2
votes

I'm using the following code snippet to send gps data accross a com port once a second:

serialPort = new SerialPort("COM4", 4800, Parity.None, 8, StopBits.One);
serialPort.Handshake = Handshake.None;
serialPort.WriteTimeout = 500;
serialPort.Open();

This is all fine and good, but when writing to the serial port using the following method:

serialPort.Write(theString);

with theString == 504 charactors My read program, using:

  while (true) {
      Console.Write(serialPort.ReadExisting());
  }

will only ever read 254 bytes of data from that write statment. The same occurrs with putty too.

I have tried splitting the write statment into 254 byte sized chunks and writing twice but it appears that the second write operation, although confirmed as run by my writer program, never gets read by the reader program.

I know my write buffer is 4096 bytes and my read buffer is 2048 bytes.

My string is this:

$GPGGA,191500.00,3351.6474,S,15112.6510,E,2,04,2.5,+0008,M,+020,M,00,0000*76
$GPVTG,057.3,T,,,000.0,N,000.0,K,A*41
$GPRMC,191500.00,A,3351.6474,S,15112.6510,E,000.0,057.3,120412,D*40
$GPGLL,3351.6474,S,15112.6510,E,191500.00,A,A*79
$GPGSA,A,3,,,,,,,,,,,,,2.5,1.3,2.1*34
$GPGSV,1,1,5,03,20,40,89,06,18,30,86,12,25,15,80,20,5,36,70*77
$GPDTM,999,,0.0,S,0.0,E,+0.0,W84*3B
$GPZDA,191500.00,11,04,12*60
$GPGBS,191500.00,+020.0,+020.0,+000.0,,0.00000,+0000.0,0000.0*63
$GPMSS,999,999,200.0,4800,*56

When I try to write to the buffer using one write statment per line in the string, It will write everything to the buffer, however, two write operations will get interlaced in the reader, so the result is this:

etc...
$GPGGA,191500.00,3351.6474,S,15112.6510,E,2,04,2.5,+0008,M,+020,M,00,0000*76
$GPDTM,999,,0.0,S,0.0,E,+0.0,W84*3B
$GPVTG,057.3,T,,,000.0,N,000.0,K,A*41
$GPZDA,191500.00,11,04,12*60
$GPRMC,191500.00,A,3351.6474,S,15112.6510,E,000.0,057.3,120412,D*40
$GPGBS,191500.00,+020.0,+020.0,+000.0,,0.00000,+0000.0,0000.0*63
$GPGLL,3351.6474,S,15112.6510,E,191500.00,A,A*79
$GPMSS,999,999,200.0,4800,*56
$GPGSA,A,3,,,,,,,,,,,,,2.5,1.3,2.1*34
$GPGSV,1,1,5,03,20,40,89,06,18,30,86,12,25,15,80,20,5,36,70*77
etc...

None of this makes sense to me, although at 9600 baud rate the interlacing problem does not occurr, (I assume because 4800 baud == 480bytes/s), Changing the baud rate is not an option, and somehow the normal GPS is able to transmit all this data in one burst.

QUESTION:

Does anyone know why my read is only ever picking up 254 bytes of data when I am writing 504 bytes of data to the stream? Is there some constraint on

serialPort.Write(Byte[], int offset, int count);

that does not allow for more than 254 bytes? (which would not explain the second write operation not completing).
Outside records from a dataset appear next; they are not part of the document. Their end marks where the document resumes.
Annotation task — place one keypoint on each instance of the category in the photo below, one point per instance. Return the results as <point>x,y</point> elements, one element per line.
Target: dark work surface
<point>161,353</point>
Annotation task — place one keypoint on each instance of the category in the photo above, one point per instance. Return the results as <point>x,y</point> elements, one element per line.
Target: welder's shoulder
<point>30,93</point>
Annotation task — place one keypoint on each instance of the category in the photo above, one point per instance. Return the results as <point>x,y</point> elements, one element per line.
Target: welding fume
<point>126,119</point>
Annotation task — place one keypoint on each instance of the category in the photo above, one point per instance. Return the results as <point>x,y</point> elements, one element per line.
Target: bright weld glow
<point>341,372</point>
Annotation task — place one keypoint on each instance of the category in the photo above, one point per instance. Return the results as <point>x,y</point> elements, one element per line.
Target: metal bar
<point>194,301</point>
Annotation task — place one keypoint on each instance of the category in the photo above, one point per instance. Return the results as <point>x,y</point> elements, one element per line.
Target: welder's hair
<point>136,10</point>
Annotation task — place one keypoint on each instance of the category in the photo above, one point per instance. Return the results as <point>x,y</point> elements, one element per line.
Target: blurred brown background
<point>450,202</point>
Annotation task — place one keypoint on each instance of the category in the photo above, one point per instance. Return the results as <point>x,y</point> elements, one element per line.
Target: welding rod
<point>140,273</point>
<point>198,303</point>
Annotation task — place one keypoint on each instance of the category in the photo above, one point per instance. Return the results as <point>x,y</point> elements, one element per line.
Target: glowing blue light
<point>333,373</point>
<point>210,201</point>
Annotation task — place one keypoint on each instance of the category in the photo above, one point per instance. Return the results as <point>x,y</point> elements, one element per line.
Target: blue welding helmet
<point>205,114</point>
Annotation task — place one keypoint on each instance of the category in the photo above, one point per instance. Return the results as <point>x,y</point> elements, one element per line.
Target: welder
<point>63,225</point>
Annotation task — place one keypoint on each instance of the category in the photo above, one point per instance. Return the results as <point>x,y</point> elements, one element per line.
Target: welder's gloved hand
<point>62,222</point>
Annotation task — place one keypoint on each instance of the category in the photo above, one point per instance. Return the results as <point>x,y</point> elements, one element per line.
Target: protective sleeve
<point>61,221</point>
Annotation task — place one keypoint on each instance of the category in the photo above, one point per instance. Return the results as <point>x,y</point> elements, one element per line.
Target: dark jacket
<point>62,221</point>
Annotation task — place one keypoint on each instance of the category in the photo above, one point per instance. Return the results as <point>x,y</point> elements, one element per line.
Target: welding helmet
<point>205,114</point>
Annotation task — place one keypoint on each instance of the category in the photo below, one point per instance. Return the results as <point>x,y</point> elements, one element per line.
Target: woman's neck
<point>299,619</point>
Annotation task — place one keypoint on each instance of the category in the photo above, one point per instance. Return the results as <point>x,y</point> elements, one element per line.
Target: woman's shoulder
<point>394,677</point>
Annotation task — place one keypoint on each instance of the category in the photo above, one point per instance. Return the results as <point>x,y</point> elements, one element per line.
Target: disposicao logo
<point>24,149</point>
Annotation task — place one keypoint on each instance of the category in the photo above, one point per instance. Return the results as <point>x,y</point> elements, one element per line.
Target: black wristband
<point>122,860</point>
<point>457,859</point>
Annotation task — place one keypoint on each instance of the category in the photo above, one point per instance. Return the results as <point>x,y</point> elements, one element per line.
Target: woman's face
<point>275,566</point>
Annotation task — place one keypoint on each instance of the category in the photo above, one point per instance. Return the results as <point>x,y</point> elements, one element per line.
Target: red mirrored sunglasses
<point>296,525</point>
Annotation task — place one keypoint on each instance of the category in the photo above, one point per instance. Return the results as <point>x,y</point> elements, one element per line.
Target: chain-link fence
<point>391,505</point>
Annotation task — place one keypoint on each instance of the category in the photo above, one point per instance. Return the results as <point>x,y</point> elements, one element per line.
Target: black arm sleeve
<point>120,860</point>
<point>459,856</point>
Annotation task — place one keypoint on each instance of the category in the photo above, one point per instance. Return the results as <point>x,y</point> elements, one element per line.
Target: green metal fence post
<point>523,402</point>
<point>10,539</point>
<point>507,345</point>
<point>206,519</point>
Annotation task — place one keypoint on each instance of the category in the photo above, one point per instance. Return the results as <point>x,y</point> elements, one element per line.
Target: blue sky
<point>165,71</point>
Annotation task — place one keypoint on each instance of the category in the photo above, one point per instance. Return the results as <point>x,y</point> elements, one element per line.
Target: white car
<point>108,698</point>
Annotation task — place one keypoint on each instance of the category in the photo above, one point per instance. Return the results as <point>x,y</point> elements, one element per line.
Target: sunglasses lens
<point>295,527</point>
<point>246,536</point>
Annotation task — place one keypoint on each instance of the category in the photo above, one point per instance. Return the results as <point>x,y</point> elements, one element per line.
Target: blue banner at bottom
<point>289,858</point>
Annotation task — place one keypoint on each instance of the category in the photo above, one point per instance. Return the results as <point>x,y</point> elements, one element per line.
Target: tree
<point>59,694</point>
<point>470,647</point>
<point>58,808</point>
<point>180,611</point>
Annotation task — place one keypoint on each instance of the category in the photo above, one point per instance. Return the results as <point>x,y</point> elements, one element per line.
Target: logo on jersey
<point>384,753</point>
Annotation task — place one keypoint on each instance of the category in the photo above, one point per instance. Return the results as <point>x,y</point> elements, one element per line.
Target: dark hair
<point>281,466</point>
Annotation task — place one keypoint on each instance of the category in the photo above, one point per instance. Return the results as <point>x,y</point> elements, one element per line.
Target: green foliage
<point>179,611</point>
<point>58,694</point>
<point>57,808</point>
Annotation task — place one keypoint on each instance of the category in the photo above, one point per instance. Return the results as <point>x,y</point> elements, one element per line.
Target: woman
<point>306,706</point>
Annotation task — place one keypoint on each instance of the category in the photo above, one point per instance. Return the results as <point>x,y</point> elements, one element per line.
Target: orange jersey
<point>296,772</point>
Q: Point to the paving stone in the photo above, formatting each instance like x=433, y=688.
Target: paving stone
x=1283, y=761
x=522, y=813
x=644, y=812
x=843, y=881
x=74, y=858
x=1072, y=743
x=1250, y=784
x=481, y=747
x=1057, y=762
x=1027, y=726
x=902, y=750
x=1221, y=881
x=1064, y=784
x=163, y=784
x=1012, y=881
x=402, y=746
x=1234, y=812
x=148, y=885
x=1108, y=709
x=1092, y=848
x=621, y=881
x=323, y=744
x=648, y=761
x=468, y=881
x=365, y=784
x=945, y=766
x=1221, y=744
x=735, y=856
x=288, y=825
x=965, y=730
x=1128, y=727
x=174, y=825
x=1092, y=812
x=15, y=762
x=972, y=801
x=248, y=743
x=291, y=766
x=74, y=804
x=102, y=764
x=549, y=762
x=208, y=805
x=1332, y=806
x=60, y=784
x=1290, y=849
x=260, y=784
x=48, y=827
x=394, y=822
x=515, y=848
Or even. does anyone know of a better way to write to the serial port?


This method appears to work for the data provided (although my original question still stands):

string Sentence = "";
for (int i = 0; i < block_list[total_block].Count; i+=2) {
    Sentence = block_list[total_block][i] + block_list[total_block][i+1];
    serialPort.Write(Sentence);
}
1

1 Answers

2
votes

Hang on, you stated that you used a one-second timeout but your code reads:

serialPort.WriteTimeout = 500;

That's a half-second timeout on the sending side. And at 4.8Kbps (which is roughly 480 characters per second, as you state), that's only enough time to send about 240 characters.

It may be that the GPS can do this because it doesn't have that half-second timeout.

Try bumping the timeout up a bit and seeing what happens - five seconds should give you plenty of breathing space for testing. At 4.8Kbps, 504 bytes will need a little more than a second for full transmission.

And be sure you really don't want any handshaking? Lack of that may also cause data loss down the track.